If we believe what we read, we should conclude that car salespeople are more keen on smoking and texting than assisting mankind’s shift to electric vehicles. Consumer Reports told us so, albeit not exactly in those words, and now the NYT concurs. Even some auto manufacturers don’t like to sell EVs. FCA chief Sergio Marchionne, in a move he will regret,* outright flouted EVs by begging the public to avoid its electric Fiat because it represents a loss to the company. Yet Tesla sells EVs pretty effortlessly, without even advertising them, and at premium prices. Why?

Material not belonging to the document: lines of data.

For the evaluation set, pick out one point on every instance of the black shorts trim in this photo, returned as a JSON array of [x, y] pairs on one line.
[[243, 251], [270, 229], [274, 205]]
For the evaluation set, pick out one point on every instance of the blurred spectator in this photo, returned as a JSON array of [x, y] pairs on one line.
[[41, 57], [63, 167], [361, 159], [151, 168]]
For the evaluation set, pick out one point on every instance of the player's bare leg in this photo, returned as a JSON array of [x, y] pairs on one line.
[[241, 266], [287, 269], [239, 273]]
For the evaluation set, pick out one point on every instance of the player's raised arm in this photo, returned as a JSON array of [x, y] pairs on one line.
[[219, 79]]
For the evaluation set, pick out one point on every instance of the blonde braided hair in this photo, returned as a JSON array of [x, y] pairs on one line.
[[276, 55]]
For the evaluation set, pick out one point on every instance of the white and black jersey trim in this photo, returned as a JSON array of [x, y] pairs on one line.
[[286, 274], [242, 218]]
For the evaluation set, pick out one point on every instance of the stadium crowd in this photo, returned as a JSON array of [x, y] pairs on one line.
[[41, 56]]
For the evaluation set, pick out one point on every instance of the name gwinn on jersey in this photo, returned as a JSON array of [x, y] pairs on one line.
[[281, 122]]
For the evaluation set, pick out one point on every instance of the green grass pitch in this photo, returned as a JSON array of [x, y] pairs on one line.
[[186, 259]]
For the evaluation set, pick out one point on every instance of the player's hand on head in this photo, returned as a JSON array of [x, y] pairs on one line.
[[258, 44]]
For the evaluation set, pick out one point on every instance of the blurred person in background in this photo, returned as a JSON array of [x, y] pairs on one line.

- Compelling product. Already discussed at length, and the topic will continue ad infinitum. Other automakers are plotting their Tesla-killers, as the press constantly reminds us, blah blah blah.

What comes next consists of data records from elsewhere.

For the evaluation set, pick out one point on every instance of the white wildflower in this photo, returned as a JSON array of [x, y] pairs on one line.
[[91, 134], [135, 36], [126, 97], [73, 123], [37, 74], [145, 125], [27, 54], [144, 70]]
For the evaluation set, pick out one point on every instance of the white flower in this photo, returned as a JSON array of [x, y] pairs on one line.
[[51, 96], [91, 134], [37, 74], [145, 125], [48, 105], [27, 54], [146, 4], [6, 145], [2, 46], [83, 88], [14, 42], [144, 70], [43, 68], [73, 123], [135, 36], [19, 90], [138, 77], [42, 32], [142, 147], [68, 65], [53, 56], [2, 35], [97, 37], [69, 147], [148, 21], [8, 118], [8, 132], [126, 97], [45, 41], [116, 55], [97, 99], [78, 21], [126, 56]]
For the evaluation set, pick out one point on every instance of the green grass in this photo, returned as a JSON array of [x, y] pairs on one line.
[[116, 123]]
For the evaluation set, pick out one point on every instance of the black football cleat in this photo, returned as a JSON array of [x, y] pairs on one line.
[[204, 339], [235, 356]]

- Compelling customer experience. Tesla controls its stores. Other automakers struggle to control theirs, so saddled are they with the grandfathered franchise system.
While number 1 gets the headlines, number 2 is quietly getting some much-needed attention. Lexus says it’s watching Tesla’s retail model very closely. TeslaMondo’s sources inside Toyota speak of a new “transparent” process in the works. BMW has opened a mall store already. And now Audi plots a retail re-boot. So Tesla is simultaneously eroding century-old complacency in both auto development and auto retailing. At last, some fresh thinking. It will be interesting to see how Tesla’s service model withstands the exponential sales growth. Will we witness broad change in automotive servicing too? Probably, and just in time for autonomous pay-per-use cars to force a thorough re-write of this post.
*Can you name a single instance when flouting technological change has worked out swimmingly for any company?